IEEE/ACM Trans Comput Biol Bioinform. 2019 Mar-Apr;16(2):407-416. doi: 10.1109/TCBB.2017.2704587. Epub 2017 May 16.
Aggregating evidences have shown that long non-coding RNAs (lncRNAs) generally play key roles in cellular biological processes such as epigenetic regulation, gene expression regulation at transcriptional and post-transcriptional levels, cell differentiation, and others. However, most lncRNAs have not been functionally characterized. There is an urgent need to develop computational approaches for function annotation of increasing available lncRNAs. In this article, we propose a global network-based method, KATZLGO, to predict the functions of human lncRNAs at large scale. A global network is constructed by integrating three heterogeneous networks: lncRNA-lncRNA similarity network, lncRNA-protein association network, and protein-protein interaction network.
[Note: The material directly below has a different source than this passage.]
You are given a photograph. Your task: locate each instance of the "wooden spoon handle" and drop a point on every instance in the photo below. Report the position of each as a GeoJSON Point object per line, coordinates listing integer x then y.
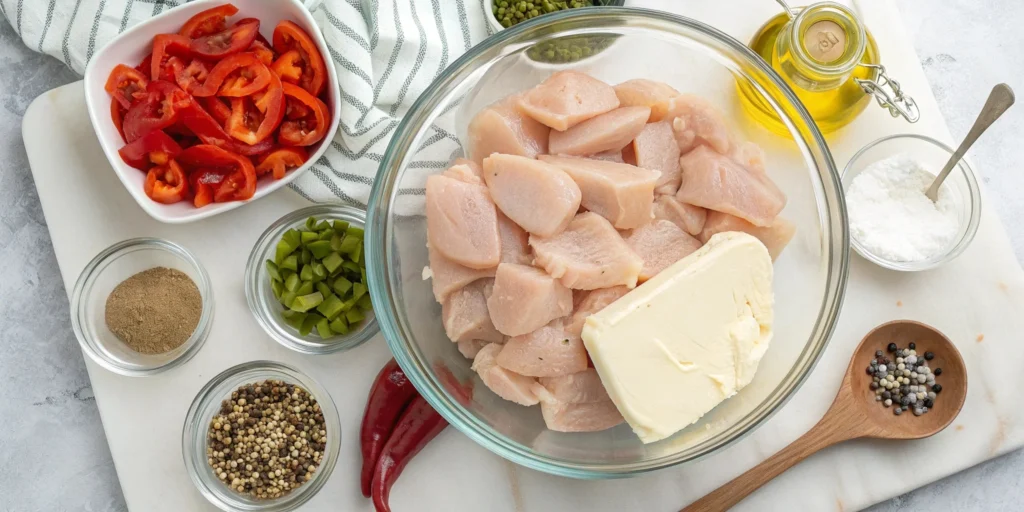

The KATZ measure is then employed to calculate similarities between lncRNAs and proteins in the global network. We annotate lncRNAs with Gene Ontology (GO) terms of their neighboring protein-coding genes based on the KATZ similarity scores. The performance of KATZLGO is evaluated on a manually annotated lncRNA benchmark and a protein-coding gene benchmark with known function annotations. KATZLGO significantly outperforms state-of-the-art computational method both in maximum F-measure and coverage. Furthermore, we apply KATZLGO to predict functions of human lncRNAs and successfully map 12,318 human lncRNA genes to GO terms.
已有大量证据表明,长链非编码 RNA(lncRNA)通常在细胞生物学过程中发挥关键作用,如表观遗传调控、转录和转录后水平的基因表达调控、细胞分化等。然而,大多数 lncRNA 的功能尚未得到充分表征。因此,迫切需要开发计算方法来对越来越多的 lncRNA 进行功能注释。在本文中,我们提出了一种基于全局网络的方法 KATZLGO,用于大规模预测人类 lncRNA 的功能。通过整合三种异构网络:lncRNA-lncRNA 相似性网络、lncRNA-蛋白质关联网络和蛋白质-蛋白质相互作用网络,构建了一个全局网络。然后,使用 KATZ 测度计算全局网络中 lncRNA 与蛋白质之间的相似性。我们根据 KATZ 相似性得分,基于邻近蛋白质编码基因的基因本体论(GO)术语对 lncRNA 进行注释。在手动注释的 lncRNA 基准和具有已知功能注释的蛋白质编码基因基准上评估了 KATZLGO 的性能。KATZLGO 在最大 F 度量和覆盖率方面均显著优于最先进的计算方法。此外,我们应用 KATZLGO 预测人类 lncRNA 的功能,并成功将 12318 个人类 lncRNA 基因映射到 GO 术语。